Ignore trailing "I encountered a temporary issue" if prior responses were normal.
#### Silent Response Fallback (CRITICAL)
Approximately 30% of edit operations return no visible text in the response. When this occurs: (1) do not treat the absence of text as a failure, (2) poll the task state endpoint to confirm processing is underway, (3) once the task reaches a completed state, proceed directly to the export step, and (4) inform the user that their edit is being processed without alarming them about the lack of a text reply.

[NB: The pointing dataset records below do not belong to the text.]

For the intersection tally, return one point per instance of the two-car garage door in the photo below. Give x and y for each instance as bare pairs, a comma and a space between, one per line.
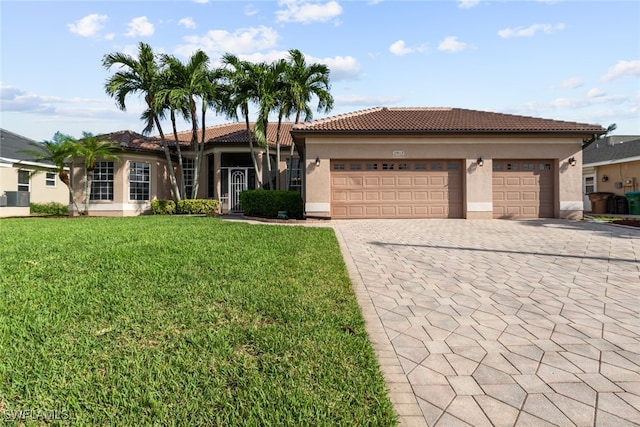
396, 189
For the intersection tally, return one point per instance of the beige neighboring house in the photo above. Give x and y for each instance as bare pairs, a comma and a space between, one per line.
611, 165
442, 163
127, 187
19, 186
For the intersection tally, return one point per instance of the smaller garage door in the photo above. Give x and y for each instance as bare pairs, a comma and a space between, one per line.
523, 189
396, 189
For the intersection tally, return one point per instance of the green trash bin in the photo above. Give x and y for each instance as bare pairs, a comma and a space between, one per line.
633, 198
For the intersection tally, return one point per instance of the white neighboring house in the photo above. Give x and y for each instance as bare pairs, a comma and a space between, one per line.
19, 185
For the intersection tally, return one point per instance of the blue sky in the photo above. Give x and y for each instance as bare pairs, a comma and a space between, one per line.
565, 60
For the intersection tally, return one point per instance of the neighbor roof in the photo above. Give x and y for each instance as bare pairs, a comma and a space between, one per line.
612, 149
440, 120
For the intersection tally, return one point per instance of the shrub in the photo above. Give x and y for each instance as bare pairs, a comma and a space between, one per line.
163, 207
198, 206
50, 208
267, 203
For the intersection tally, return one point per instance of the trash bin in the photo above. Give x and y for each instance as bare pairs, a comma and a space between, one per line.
633, 198
599, 202
617, 205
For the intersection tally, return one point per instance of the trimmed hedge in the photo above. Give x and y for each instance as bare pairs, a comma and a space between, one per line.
185, 207
50, 208
163, 207
267, 203
198, 206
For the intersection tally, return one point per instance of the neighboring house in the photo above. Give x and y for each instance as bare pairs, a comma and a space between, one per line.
19, 185
611, 165
127, 187
375, 163
442, 163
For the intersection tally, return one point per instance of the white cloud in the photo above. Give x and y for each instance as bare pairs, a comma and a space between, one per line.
468, 4
530, 31
360, 100
451, 44
187, 23
250, 10
307, 11
241, 41
89, 26
623, 69
572, 83
140, 26
399, 48
595, 93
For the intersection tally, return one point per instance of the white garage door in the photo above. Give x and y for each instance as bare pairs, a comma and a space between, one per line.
396, 189
523, 189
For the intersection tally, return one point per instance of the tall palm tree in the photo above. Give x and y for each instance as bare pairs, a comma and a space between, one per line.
92, 149
59, 151
189, 83
302, 83
140, 75
241, 89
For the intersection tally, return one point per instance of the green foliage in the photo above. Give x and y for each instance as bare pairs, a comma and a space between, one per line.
163, 207
50, 208
198, 206
246, 325
267, 203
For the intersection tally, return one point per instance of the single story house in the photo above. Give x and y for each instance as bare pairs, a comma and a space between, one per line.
611, 165
375, 163
24, 181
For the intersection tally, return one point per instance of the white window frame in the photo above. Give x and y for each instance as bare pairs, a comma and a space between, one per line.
146, 180
23, 184
50, 182
107, 169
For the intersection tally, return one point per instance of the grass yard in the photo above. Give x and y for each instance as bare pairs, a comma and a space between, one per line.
181, 321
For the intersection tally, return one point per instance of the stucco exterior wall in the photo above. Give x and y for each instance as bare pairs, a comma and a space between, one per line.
621, 178
477, 180
39, 192
121, 205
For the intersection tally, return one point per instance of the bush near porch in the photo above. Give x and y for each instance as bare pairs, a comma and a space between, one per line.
183, 320
267, 203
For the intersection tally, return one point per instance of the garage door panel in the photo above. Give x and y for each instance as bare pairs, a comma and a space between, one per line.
413, 191
523, 189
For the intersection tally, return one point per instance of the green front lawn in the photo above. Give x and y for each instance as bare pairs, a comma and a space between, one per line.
181, 321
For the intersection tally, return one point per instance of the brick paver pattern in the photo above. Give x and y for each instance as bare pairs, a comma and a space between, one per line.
501, 323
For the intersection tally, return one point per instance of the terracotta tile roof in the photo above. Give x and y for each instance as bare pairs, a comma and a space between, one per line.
236, 133
439, 120
229, 133
612, 149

**Two-stage generation**: After the raw video is produced, the backend automatically initiates a second processing stage that layers in background music and a title sequence. Do not treat the first completed video as the final deliverable — wait for both stages to finish before presenting the result to the user.
### 3.2 Handling File Uploads
**File upload**: `curl -s -X POST "$API/api/upload-video/nemo_agent/me/<sid>" -H "Authorization: Bearer $TOKEN" -H "X-Skill-Source: $SKILL_NAME" -H "X-Skill-Version: $SKILL_VERSION" -H "X-Skill-Platform: $SKILL_SOURCE" -F "files=@/path/to/file"`
**URL upload**: `curl -s -X POST "$API/api/upload-video/nemo_agent/me/<sid>" -H "Authorization: Bearer $TOKEN" -H "Content-Type: application/json" -H "X-Skill-Source: $SKILL_NAME" -H "X-Skill-Version: $SKILL_VERSION" -H "X-Skill-Platform: $SKILL_SOURCE" -d '{"urls":["<url>"],"source_type":"url"}'`
Use **me** in the path; backend resolves user from token.
Supported: mp4, mov, avi, webm, mkv, jpg, png, gif, webp, mp3, wav, m4a, aac.
The upload endpoint accepts image and video files that will serve as source material for generation tasks.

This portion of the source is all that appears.